SF businesses react to possible COVID curfew

Bay Area

SAN FRANCISCO, Calif. (KRON) – News of a possible rollback to the purple tier including a curfew has some local businesses concerned.

Restaurants that typically serve customers past 10 p.m. say another rollback may kill their business.

None of the businesses we spoke with tonight said they’re against taking the virus seriously but did say if they’re forced to cut hours because of the curfew.

They’re going to need help to stay in business. For some weathering this next wave is doable but for others, the situation would be dire.

The potential for a purple tier rollback including a curfew in San Francisco has some businesses holding their breath.

For struggling North Beach restaurant “Mona Lisa” a shift backwards could be a death sentence.

“They’re not trying to help us, they’re just trying to shut us down,” Joseph Florese said.

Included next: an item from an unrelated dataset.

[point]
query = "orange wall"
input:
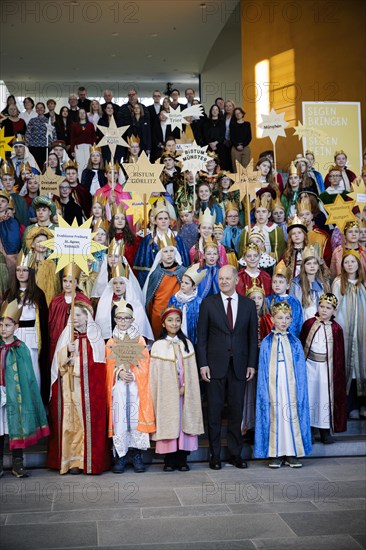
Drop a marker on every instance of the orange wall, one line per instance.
(329, 42)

From Sunday to Thursday Mona Lisa serves customers outdoors until 11 p.m.

On Friday and Saturday, it’s until midnight, manager Joseph Florese says they need all the customers they can get and a COVID curfew would cut their hours and kill their bottom line.

“It means the last table we can take is gonna be at 8:30 and after 8:30 we don’t take any more tables we are gonna have to be closed at 9:30 because we’re still going to have to give time even to people who work in the restaurant employees to get home,” Florese said.

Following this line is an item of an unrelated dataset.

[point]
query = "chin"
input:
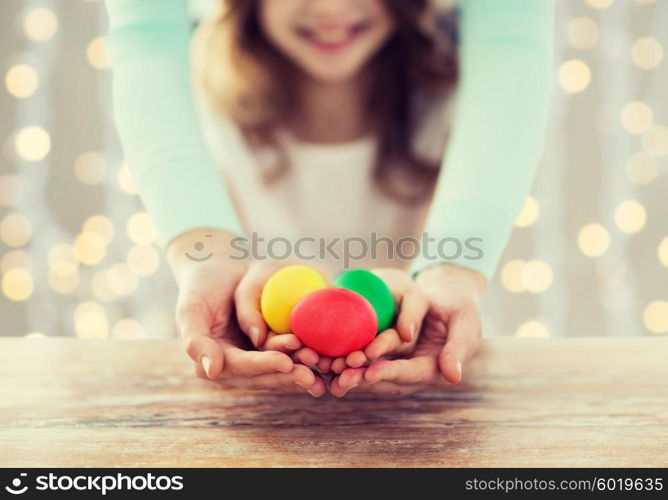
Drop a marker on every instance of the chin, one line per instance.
(333, 75)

At Vesuvio Cafe the situation is much less dire.

“If it’s going to prevent people from getting sick I think people should just do it,” Joanna Lioce said.

Bar manager Joanna Lioce says with bars, people typically linger longer so a 10 p.m. to 5 a.m. curfew could help curb the crowds and the spread but some customers worry what this might do to their favorite places to eat.

“They’re already hurting as is and when you apply additional restrictions that can hurt them even more,” one customer said.

“That’s gonna really hit the industry again and I’m concerned,” another said.

Florese says restaurants like his continue to unfairly bear the brunt of COVID-19 restrictions.

“They’re trying to find a scapegoat and they’re saying restaurants are like the problem at the moment and like indoor businesses are the problem but they’re making us look bad and they’re trying to kill our business,” Florese said.

It’s important to note that in most parts of the city including North Beach, the majority of restaurants stop serving customers before what would be the 10 p.m. curfew but for the few that do–it’s an anxious waiting game.